Personally, I would really like to get my hands on one of these, just haven’t had the free time to justify the purchase. I bought a $10 Pi Zero W a few months ago that only been booted once. I’m hoping things are going to get calmer in the second half of the year so that I can start working on some personal projects again.
The issue is that the Ryzen system obliterates the SiFive in performance and it costs $100 less.
I think the value proposition it’s even worse if you compare it against a Raspberry Pi system.
Sure RISC-V may be cool, but it is not paying 5x for the same performance of an ARM system cool.
AMD64 and ARM offer an order of magnitude better price /performance than RISC-V.
How many people really care about open platforms?
I care. I have the unmatched sitting on my desk and absolutely love it.
u-boot, UEFI bios, SD card for the OS. NVMe, PCIe.

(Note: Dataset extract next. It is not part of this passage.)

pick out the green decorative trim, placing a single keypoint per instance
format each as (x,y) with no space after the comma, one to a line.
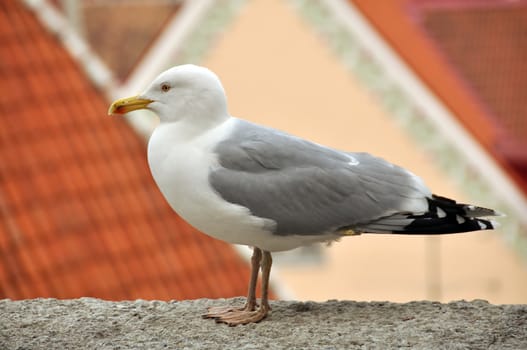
(202,39)
(414,120)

It’s everything I wish ARM boards were. You ever try to develop for the ARM ecosystem? It’s a horrible unholy mess of SoC’s all wanting a different mix of random binary blobs to boot.
kallisti5,
+1 from me! ARM’s fragmentation is terrible. RISC-V is what ARM should have been.

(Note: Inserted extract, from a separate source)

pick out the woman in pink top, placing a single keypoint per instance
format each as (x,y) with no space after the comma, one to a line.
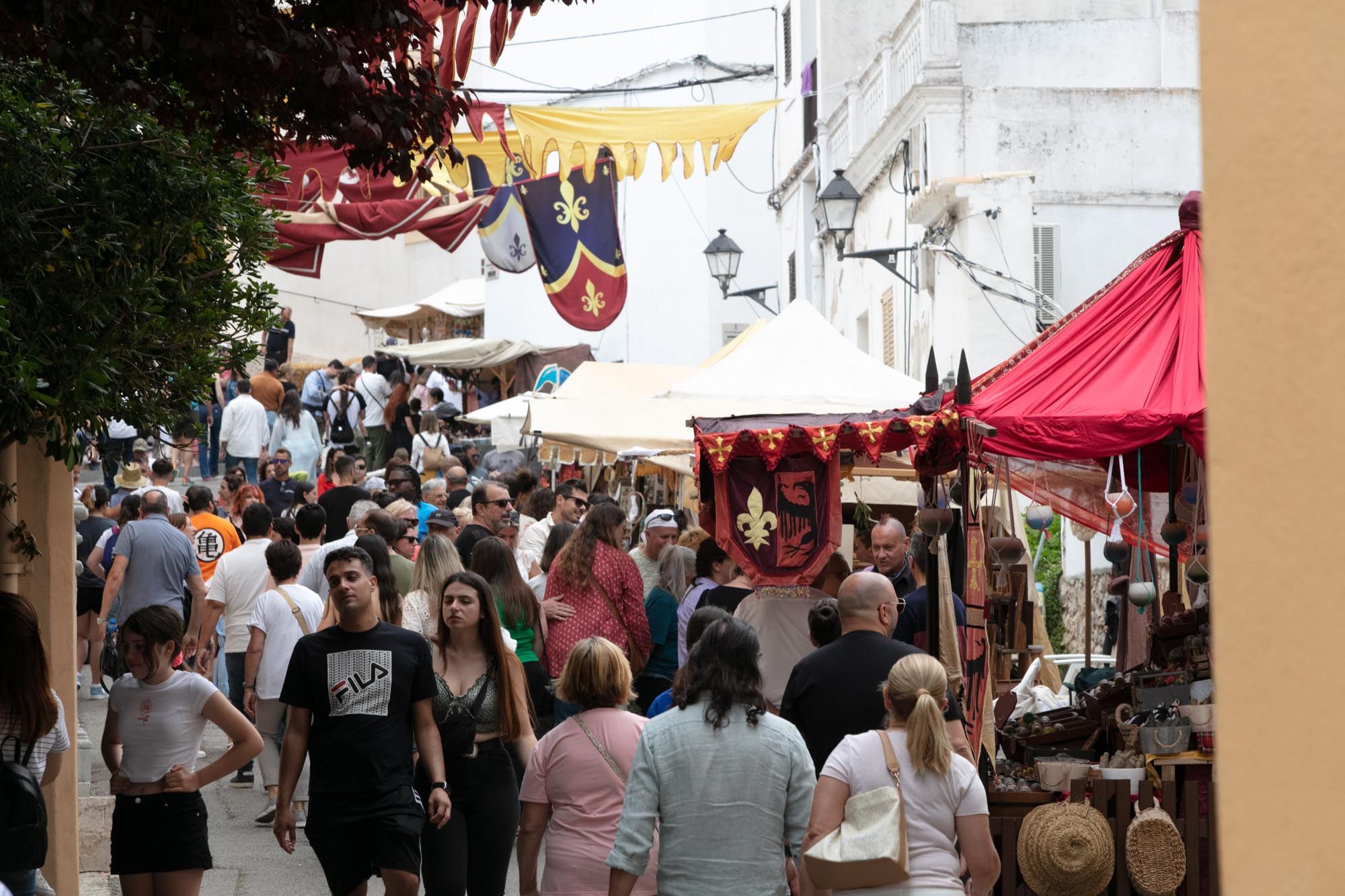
(595,576)
(576,780)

I’d like RISC-V to grow and get better scales of economy so that it could become competitive, but part of me worries what large proprietary corporations will do. They could embrace RISC-V but turn it into a mess just like ARM. Nvidia is already using RISC-V cores in their proprietary GPUs where we’re not seeing the benefits of open hardware.
@Alfman
RISC-V is an open standard – not open hardware. It will probably become even more fragmented than ARM. Companies like HiFive have no hope of making a mainstream product.
Brisvegas,
I’m still holding out hope that we will get lots of open commodity hardware from RISC-V. If not in mobile, then at least for servers/SBC where there’s much more awareness about the importance of openness. Many of us are negatively impacted by mostly closed ARM hardware.
@Brisvegas
The Risc-v standard is similar in structure to the OpenGL standard. OpenGL didn’t suffer from fragmentation. There is a core which must be supported plus extensions. A large number of extensions found their way into the common standard much like patent pooling. Beyond a certain point it doesn’t make sense for IHV’s to deviate from the Risc-V standard unless they are building specialised proprietory solutions to problems which isn’t much different from single use products or niches today.
The ‘Unleashed ‘predecessor was 80-90% SLOWER than a $200 Jetson TX2 in Phoronix benchmarks,
Hifive always talks about performance per Watt – not outright performance.
Then connect it directly to the power outlet and let it scream its full power.
Current RISC-V cores are nowhere near the performance levels of high end out-of-order ARM or x86.
I think whatever adoption RISC-V may get, it will be mainly in the deeply embedded/IoT space.